México tiene todo para lograrlo: tierra, climas diversos y capital humano. Uno de cada 20 mexicanos está dedicado a la producción de alimentos, principalmente en la agricultura, que bien podrían ayudar al combate de la insuficiencia alimentaria internacional que tanto preocupa.

Pocos países tienen tanto arraigo a la tierra como los mexicanos: las escuelas de agricultura del país aún resisten con altas matrículas de ingenieros agrónomos y los jornaleros resisten en sus pueblos hasta que la vida les resulta insoportable y, aún así, se lo piensan dos veces antes de emigrar y cuando se van se alquilan en el campo.

El presidente Enrique Peña Nieto vio el potencial y habló de modernizar el campo reiteradamente.

En 2014 frente al Consejo Nacional Agropecuario, la cúpula del sector, prometió que junto a sus pregonadas reformas haría una más para elcampo, pero ésta nunca llegó.

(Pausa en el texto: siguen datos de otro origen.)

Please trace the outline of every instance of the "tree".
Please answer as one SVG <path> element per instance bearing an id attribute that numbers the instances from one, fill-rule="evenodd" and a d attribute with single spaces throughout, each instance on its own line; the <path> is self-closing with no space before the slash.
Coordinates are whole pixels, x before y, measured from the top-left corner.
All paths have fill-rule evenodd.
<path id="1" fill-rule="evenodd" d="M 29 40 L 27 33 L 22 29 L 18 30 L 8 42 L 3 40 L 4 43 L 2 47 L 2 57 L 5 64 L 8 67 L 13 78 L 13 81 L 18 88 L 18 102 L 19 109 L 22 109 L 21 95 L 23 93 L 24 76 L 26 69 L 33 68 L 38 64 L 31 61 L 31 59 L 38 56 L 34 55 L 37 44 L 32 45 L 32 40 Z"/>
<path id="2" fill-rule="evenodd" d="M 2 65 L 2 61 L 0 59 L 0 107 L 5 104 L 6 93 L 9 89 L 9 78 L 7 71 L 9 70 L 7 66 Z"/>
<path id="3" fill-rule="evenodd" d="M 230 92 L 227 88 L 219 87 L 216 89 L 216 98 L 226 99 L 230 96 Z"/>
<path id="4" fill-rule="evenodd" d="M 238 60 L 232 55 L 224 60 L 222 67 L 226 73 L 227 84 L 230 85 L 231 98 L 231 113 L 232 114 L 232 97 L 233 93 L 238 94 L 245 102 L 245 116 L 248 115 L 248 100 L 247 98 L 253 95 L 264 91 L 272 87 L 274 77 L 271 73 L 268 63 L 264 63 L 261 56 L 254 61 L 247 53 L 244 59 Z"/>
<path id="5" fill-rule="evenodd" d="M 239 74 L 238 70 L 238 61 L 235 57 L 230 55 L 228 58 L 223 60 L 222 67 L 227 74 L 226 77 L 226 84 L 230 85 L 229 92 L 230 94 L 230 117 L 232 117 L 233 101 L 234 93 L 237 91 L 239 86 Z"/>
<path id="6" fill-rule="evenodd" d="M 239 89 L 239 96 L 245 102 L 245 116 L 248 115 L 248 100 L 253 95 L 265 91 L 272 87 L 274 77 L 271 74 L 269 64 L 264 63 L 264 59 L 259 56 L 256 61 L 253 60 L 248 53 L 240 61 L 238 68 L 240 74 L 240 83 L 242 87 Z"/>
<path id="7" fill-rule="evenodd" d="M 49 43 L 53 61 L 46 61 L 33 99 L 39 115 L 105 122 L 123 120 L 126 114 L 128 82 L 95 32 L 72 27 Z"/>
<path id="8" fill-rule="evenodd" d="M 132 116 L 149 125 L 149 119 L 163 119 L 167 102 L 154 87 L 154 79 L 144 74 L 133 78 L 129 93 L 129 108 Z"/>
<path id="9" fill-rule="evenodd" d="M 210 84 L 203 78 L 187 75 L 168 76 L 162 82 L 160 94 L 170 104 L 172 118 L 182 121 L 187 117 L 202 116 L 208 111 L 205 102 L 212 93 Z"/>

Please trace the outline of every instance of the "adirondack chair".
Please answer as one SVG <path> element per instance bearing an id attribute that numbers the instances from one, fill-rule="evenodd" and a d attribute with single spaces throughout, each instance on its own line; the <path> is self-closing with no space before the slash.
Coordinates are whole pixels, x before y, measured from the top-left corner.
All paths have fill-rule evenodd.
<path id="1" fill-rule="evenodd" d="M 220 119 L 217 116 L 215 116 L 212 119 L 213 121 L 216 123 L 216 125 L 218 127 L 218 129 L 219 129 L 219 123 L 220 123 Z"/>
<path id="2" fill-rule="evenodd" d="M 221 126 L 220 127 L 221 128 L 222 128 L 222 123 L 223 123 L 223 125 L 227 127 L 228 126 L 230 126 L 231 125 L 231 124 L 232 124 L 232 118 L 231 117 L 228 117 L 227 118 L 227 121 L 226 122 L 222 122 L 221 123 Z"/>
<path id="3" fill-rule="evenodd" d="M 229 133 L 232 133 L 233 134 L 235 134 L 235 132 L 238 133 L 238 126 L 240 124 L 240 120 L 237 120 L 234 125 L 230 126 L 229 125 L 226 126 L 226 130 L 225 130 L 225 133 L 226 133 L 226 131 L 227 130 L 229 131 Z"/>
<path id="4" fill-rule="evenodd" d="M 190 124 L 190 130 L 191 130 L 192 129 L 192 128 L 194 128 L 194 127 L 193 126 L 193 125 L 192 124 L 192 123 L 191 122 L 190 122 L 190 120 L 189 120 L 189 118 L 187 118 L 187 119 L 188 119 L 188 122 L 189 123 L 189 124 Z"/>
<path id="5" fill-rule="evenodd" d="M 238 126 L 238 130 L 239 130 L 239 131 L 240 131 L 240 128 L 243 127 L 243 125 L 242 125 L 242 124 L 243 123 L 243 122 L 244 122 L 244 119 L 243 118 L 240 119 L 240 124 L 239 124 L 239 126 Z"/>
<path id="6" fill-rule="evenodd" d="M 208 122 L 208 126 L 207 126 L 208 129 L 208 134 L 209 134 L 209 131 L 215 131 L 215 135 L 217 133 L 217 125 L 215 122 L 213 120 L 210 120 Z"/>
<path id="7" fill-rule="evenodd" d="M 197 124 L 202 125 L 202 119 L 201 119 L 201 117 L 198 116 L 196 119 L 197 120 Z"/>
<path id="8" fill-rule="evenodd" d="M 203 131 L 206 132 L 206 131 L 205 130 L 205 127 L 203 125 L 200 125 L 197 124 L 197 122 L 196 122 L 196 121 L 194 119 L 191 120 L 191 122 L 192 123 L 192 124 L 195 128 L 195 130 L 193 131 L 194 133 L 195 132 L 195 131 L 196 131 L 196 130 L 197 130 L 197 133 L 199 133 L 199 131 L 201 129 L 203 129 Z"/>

Deja a la siguiente administración la misma disyuntiva que él mismo tuvo: dar limosnas o profesionalizarlo en masa.

La apuesta por la modernización no es popular: puede llevar décadas formar a las nuevas generaciones de campesinos por el camino de la ciencia agrícola, la biotecnología, el uso de tecnologías, los cuidados del medio ambiente, pero vale la pena: los cimientos ahí están, el mundo espera los productos de la agricultura mexicana, ¿que no, Trump?